Staff-level SRE focused on reliability, identity, Kubernetes, and infrastructure leverage.

Zak Hassan is a staff-level site reliability engineer and production engineer with 10+ years building and operating mission-critical backend infrastructure at internet scale: identity systems processing hundreds of millions of authentications, enterprise platforms serving 400M+ global users, social platforms serving 200M+ users, Kubernetes fleets, real-time data pipelines, and GPU-backed ML infrastructure. I am strongest where product scale, operational risk, developer velocity, and cloud cost all collide.

Public experience

Previous organizations include Red Hat, Hootsuite, SAP, and Workday.
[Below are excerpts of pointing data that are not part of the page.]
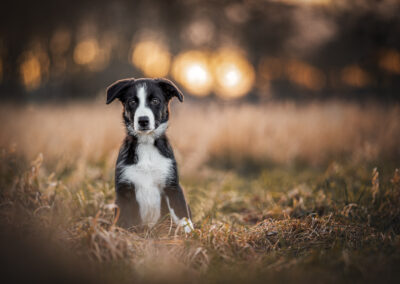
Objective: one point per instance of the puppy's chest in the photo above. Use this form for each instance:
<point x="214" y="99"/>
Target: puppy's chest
<point x="151" y="170"/>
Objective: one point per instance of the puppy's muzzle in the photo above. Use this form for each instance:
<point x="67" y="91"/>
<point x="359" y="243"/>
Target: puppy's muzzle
<point x="144" y="123"/>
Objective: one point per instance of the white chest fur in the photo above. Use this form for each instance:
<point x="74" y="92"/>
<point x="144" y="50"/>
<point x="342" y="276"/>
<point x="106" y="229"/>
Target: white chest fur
<point x="149" y="176"/>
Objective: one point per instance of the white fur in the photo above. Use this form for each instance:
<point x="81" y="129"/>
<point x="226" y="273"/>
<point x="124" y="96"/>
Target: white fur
<point x="186" y="223"/>
<point x="142" y="110"/>
<point x="149" y="176"/>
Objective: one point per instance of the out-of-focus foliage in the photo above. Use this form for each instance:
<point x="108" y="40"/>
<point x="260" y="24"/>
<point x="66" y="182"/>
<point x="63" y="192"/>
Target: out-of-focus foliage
<point x="263" y="49"/>
<point x="329" y="218"/>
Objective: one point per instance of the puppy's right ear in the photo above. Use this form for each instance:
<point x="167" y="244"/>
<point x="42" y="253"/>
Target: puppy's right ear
<point x="116" y="89"/>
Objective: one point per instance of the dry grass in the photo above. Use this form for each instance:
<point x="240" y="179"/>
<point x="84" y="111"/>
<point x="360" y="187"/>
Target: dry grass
<point x="334" y="218"/>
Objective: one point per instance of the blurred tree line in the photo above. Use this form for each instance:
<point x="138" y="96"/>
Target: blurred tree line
<point x="348" y="49"/>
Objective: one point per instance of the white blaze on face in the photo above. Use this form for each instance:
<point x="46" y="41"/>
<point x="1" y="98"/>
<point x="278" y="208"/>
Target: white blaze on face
<point x="142" y="109"/>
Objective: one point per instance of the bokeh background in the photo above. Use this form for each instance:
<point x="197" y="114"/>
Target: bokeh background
<point x="288" y="141"/>
<point x="257" y="50"/>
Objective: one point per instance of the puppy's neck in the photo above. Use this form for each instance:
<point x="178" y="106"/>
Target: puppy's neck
<point x="149" y="138"/>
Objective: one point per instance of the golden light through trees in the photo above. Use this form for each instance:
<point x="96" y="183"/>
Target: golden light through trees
<point x="152" y="58"/>
<point x="233" y="73"/>
<point x="191" y="69"/>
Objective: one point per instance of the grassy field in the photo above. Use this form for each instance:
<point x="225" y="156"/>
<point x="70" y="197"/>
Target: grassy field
<point x="279" y="193"/>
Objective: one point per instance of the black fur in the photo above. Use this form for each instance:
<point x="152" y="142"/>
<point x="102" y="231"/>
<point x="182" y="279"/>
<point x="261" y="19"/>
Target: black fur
<point x="164" y="91"/>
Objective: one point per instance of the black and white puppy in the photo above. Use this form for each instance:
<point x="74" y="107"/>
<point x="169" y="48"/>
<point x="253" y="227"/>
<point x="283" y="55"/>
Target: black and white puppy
<point x="146" y="176"/>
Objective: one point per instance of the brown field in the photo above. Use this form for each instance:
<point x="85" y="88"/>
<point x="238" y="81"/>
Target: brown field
<point x="279" y="192"/>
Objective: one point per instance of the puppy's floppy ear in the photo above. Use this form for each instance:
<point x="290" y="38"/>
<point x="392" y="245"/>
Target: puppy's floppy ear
<point x="170" y="89"/>
<point x="116" y="89"/>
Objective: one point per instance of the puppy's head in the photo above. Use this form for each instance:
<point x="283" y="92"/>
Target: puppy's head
<point x="145" y="102"/>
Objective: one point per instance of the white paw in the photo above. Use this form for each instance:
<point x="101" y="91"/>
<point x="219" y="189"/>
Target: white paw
<point x="186" y="224"/>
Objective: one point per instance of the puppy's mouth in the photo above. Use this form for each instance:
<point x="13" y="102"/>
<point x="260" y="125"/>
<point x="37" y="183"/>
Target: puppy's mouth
<point x="144" y="130"/>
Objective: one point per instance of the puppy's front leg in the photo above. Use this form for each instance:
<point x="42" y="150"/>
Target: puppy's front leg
<point x="178" y="207"/>
<point x="128" y="207"/>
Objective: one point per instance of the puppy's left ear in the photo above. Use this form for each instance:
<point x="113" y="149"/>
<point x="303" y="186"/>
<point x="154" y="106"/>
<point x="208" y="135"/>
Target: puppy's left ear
<point x="117" y="88"/>
<point x="170" y="89"/>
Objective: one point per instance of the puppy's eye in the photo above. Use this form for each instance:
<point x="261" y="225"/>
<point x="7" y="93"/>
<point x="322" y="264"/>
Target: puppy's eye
<point x="155" y="101"/>
<point x="132" y="103"/>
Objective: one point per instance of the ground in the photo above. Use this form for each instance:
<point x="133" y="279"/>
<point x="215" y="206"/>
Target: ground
<point x="279" y="193"/>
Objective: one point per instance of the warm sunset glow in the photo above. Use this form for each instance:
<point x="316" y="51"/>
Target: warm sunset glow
<point x="390" y="61"/>
<point x="86" y="51"/>
<point x="152" y="58"/>
<point x="354" y="76"/>
<point x="234" y="75"/>
<point x="30" y="71"/>
<point x="191" y="70"/>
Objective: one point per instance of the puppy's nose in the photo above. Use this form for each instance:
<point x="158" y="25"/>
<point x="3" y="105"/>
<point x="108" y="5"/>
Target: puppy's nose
<point x="143" y="121"/>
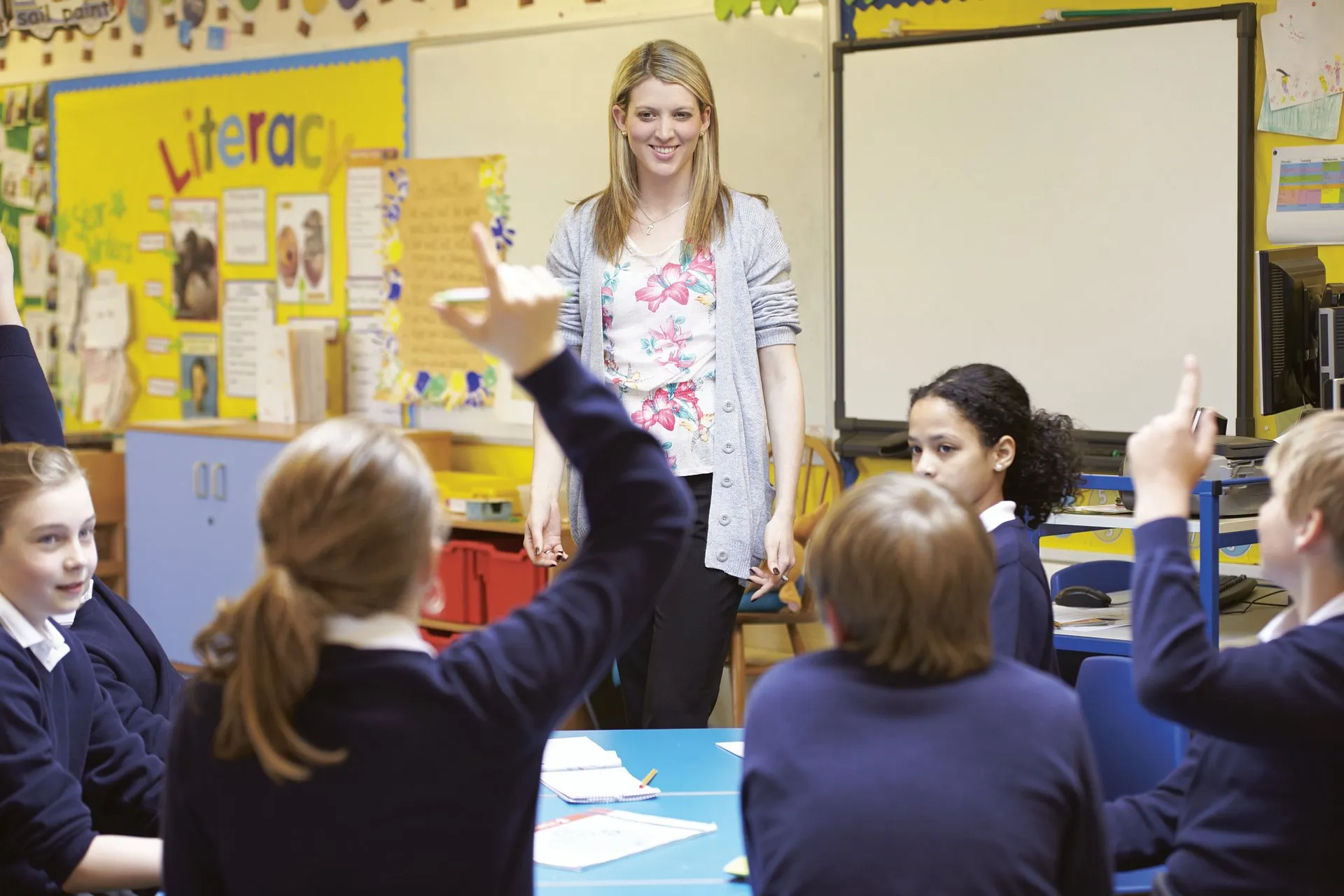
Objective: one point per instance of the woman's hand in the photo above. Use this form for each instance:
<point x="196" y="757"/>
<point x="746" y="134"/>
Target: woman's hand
<point x="542" y="533"/>
<point x="778" y="556"/>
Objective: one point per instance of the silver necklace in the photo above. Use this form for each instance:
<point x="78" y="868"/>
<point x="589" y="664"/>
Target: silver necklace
<point x="648" y="232"/>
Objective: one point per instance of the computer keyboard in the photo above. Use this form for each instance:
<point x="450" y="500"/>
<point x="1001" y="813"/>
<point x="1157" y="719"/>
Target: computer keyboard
<point x="1234" y="589"/>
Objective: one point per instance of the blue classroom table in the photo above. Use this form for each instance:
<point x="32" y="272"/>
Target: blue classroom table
<point x="699" y="782"/>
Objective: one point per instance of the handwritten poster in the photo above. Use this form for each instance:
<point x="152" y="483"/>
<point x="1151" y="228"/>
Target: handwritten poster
<point x="429" y="206"/>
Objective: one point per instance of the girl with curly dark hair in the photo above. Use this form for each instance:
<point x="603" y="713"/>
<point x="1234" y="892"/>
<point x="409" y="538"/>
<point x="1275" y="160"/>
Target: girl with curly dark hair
<point x="974" y="431"/>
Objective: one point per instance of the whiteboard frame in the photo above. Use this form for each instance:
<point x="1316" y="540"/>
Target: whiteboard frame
<point x="1246" y="23"/>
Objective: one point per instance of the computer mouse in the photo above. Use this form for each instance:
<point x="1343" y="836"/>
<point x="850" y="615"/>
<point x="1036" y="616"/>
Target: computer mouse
<point x="1079" y="596"/>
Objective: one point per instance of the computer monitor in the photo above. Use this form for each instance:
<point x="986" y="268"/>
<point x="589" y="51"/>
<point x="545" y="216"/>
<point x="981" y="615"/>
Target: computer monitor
<point x="1289" y="288"/>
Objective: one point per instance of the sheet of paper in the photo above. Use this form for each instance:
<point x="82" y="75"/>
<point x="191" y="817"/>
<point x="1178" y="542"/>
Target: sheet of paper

I have worked on open-source enterprise platforms, social media infrastructure serving 200M+ users, enterprise SaaS platforms serving 400M+ global users, identity and backend systems processing massive authentication volume, and Kubernetes developer platforms used across large engineering teams.

Owns production reliability for critical backend services, identity systems, real-time data platforms, and multi-cloud fleets.

Builds Kubernetes platforms, reusable Terraform modules, service mesh foundations, secret rotation, and zero-trust infrastructure patterns.

Leads high-risk migrations, progressive delivery systems, SLO programs, incident response, capacity planning, and cost optimization.

Builds AI-powered operations workflows for log analysis, cloud cost telemetry, remediation playbooks, and production debugging.